“源哥,晚上无事,我请你去看戏啊!”洪文山邀请古源。
石牛镇的娱乐产业,就几家戏馆,听书茶馆,还有就是赌场。
其中,听书茶楼最便宜,戏馆稍贵一些,但也分档次,赌场则是无底洞。
作为医馆学徒,洪文山自然是没什么钱,没有请古源去茶楼,而是去戏馆,算得上是真心讨好。

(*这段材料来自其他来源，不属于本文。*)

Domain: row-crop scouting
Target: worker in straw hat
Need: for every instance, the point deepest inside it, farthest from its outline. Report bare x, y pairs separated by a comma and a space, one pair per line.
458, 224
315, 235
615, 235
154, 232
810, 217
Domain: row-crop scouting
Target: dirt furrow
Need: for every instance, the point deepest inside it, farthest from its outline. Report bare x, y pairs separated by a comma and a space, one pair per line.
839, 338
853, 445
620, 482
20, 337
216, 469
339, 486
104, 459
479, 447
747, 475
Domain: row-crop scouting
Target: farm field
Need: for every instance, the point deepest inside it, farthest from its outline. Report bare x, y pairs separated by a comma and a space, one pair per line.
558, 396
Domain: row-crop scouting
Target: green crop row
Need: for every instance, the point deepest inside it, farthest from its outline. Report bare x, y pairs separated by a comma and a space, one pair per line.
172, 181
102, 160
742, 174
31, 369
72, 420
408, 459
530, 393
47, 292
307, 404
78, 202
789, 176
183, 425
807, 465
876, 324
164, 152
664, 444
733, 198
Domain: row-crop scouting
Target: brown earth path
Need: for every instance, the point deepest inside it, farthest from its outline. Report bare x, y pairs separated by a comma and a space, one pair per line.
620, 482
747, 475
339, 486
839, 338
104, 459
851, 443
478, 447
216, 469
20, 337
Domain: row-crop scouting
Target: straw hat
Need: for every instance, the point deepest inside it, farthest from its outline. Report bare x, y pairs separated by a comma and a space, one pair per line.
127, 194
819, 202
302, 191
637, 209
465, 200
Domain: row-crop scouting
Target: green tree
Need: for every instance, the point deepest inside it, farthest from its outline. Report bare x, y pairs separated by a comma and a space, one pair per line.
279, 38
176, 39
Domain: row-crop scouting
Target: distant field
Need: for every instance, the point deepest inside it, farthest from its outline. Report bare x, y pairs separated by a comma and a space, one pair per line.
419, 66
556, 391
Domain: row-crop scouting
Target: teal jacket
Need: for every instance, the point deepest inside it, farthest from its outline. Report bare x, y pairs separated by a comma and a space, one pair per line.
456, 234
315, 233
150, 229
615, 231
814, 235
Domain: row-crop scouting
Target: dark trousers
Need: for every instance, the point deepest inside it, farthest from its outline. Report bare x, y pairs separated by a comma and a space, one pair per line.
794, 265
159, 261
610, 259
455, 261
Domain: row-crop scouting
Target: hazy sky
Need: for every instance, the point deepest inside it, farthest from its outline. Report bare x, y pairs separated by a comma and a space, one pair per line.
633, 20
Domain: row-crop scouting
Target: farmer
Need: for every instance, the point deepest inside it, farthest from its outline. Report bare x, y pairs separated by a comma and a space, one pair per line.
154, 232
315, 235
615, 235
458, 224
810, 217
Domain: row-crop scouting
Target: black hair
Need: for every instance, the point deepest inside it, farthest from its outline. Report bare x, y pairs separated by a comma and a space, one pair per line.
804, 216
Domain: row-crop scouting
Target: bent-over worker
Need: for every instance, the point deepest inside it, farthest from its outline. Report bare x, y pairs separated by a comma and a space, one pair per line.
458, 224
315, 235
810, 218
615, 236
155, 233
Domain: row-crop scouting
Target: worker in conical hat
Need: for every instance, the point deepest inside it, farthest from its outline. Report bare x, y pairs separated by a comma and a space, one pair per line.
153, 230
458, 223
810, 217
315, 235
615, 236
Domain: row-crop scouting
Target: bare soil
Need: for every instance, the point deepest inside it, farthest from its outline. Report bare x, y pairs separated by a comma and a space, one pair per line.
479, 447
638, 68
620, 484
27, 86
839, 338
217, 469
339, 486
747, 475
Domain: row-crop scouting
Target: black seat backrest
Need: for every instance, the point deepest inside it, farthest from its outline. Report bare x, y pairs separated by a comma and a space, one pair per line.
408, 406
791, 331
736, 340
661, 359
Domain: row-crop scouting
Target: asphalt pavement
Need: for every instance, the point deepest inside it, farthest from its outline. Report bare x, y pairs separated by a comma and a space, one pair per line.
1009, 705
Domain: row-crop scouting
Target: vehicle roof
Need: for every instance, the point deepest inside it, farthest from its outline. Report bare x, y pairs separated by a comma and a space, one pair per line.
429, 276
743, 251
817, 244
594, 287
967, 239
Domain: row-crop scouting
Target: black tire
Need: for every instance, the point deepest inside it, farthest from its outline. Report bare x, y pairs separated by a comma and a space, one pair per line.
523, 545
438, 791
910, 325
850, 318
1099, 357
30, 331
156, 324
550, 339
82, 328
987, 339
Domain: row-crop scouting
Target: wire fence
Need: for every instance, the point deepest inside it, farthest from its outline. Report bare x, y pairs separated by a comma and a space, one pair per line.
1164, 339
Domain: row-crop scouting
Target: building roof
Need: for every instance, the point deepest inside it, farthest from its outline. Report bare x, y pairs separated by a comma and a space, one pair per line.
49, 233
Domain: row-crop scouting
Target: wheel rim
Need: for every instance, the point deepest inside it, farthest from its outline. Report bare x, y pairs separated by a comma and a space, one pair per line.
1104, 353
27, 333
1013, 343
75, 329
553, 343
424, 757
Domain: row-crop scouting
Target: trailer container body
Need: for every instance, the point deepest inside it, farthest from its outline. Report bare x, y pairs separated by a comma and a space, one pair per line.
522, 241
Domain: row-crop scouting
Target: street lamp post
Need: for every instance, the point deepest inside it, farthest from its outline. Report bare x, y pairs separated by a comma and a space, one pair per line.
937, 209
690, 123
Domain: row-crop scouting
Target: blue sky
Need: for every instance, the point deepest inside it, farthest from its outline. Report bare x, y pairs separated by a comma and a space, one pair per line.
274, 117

古源不愿将时间浪费在这上面,拒绝了洪文山,自己回房间,练武去了。
石牛镇的土地不值钱,黄家医馆的后院面积很大,房屋众多,学徒都有一个自己的房间。
休息时间,别人都在玩耍,古源若是在公众场合修武,会很显眼。
在自已房间里面修炼,别人看不着,自然不会碍着任何人。
石牛镇,最高档的戏馆——雾外青山。
这里一到晚上,就汇聚了石牛镇的富贵阶层。
黄橙松和李家医馆的馆主李岐山,都是这里的常客。
两位馆主,都是石牛镇有头有脸的大人物。
李家医馆在石牛镇扎根多年,传承三代,本来是独一份的产业。
黄家医馆是黄橙松自己创办,虽然生意不如李家医馆,但也抢了三成市场,两家医馆作为竞争的同行,两位馆主自然是处于对立的关系。
一见面,两位馆主说话,便夹枪带棒,损上对方几句。
若是一方抓住了另一方的痛点,那就更是要一顿输出,趁机倒一倒对方的脸面。
今晚两位馆主一碰面,李岐山便是一声大笑,吸引了所有宾客的注意。
众宾客的目光齐刷刷都投向了大笑的李岐山。
黄橙松也看向了李岐山,发现李岐山正一脸优越的看着自己,心中便咯噔一下,感觉不妙,脑中迅速的反思,自己是不是有什么把柄,被李岐山知道了用来耻笑。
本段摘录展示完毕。